For the first time, scientists have created an accurate simulation of a virus invading a cell, and say it could lead to anti-viral therapies that are much more effective than the ones we rely on today.
The experiment was designed to examine how the protein shell of a virus, known as the capsid, changes as it prepares to inject genetic material into a healthy cell - changes that haven't been fully observable in previous research.
While viral infections have been simulated in the past, researchers from the Penn State College of Medicine wanted to see if they could more accurately represent the process.
Earlier simulations of viral infection showed a shift in the shape of the whole capsid, but the Penn State team suspected that this change was the result of the modelling processes - which have used extreme heat or exposed the virus to proteins.
Instead of a total change in shape, the team hypothesised that only the part of the virus that interacts with receptors on the cell should change shape during infection.
So together with colleagues from the University of Pittsburgh School of Medicine, the researchers used mock membranes called nanodiscs to create an artificial cell surface.
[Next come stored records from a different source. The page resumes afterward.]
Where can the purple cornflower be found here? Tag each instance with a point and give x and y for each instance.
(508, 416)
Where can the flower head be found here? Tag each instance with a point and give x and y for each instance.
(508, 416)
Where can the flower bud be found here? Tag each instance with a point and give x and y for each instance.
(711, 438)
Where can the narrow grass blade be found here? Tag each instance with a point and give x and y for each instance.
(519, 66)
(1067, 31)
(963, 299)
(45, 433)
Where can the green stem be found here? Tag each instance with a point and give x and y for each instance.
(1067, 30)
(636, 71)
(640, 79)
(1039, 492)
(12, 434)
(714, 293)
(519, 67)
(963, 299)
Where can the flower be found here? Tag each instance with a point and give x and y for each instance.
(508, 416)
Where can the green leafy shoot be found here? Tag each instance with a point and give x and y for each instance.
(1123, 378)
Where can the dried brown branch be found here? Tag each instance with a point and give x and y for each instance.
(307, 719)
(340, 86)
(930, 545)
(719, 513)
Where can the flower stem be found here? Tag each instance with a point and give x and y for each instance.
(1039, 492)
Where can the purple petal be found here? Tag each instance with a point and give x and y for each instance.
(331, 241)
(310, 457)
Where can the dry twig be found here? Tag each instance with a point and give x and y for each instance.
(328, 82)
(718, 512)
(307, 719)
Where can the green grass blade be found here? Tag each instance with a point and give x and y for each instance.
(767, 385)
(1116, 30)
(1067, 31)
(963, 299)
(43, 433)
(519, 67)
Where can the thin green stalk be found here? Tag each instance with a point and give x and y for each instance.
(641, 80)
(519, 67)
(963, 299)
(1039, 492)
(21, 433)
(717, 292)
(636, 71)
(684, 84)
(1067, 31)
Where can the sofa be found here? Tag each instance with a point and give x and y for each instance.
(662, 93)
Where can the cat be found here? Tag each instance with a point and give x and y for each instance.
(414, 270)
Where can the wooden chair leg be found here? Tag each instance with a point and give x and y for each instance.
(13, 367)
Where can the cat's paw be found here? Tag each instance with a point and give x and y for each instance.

Into this artificial cell surface, they inserted protein molecules from human cell receptors, to allow for outside signals into the 'cell' - something that has never been done before.
An imaging technique called cryo-electron microscopy - through which beams of electrons can identify protein structures in minute detail - was then used to monitor the reaction between the virus capsids and the artificial receptor membranes.
A recent update to cryo-electron microscopy, called direct electron detection, enabled the team to capture atomic-resolution images at unprecedented speeds. Thousands of 2D images taken from different angles allowed them to finally figure out the 3D structure of the invading virus.
What they saw suggests that the researchers' hypothesis - that the virus's shape changes should only occur at the points where the cell receptors bind to the virus - was indeed correct.
"We think we have captured the first physiologically accurate virus capsid prepared to enter the host. All the ones that we had studied previously showed changes taking place all over the capsid," said lead researcher, Susan Hafenstein.
"Our work shows that a pore opens up only at that one point of interaction with the host cell And that's what's going to set up the capsid to release the genetic material into the cell."
For the purposes of the experiment, a quickly mutating virus called coxsackievirus B3 (CVB3) was chosen. Because these types of virus change as they replicate, it makes it difficult for anti-viral treatments to pin them down.
The researchers hope that by understanding more about how viruses get into cells, we can stop them more effectively. Potentially, new drugs could trigger viral mutations that prevent them from gaining access to healthy cells.
That's still some way off though. In the meantime, Hafenstein and her colleagues want to carry out more tests, and suggest that a larger nanodisc will be the next step forward.
"Because the nanodiscs in this set of experiments were so small, we're not getting the best picture of the interaction, and that's one place to improve," said Hafenstein.
Maybe then, new tests might reveal what she calls "the most important step": figuring out what triggers the release of the RNA into the cell.
Viruses, consider yourselves on notice.
The study has been published in Science Advances.
Update 1 October 2016: We've amended the copy to clarify that the team didn't make a model of the invading virus, but were able to solve its 3D structure using advanced imaging.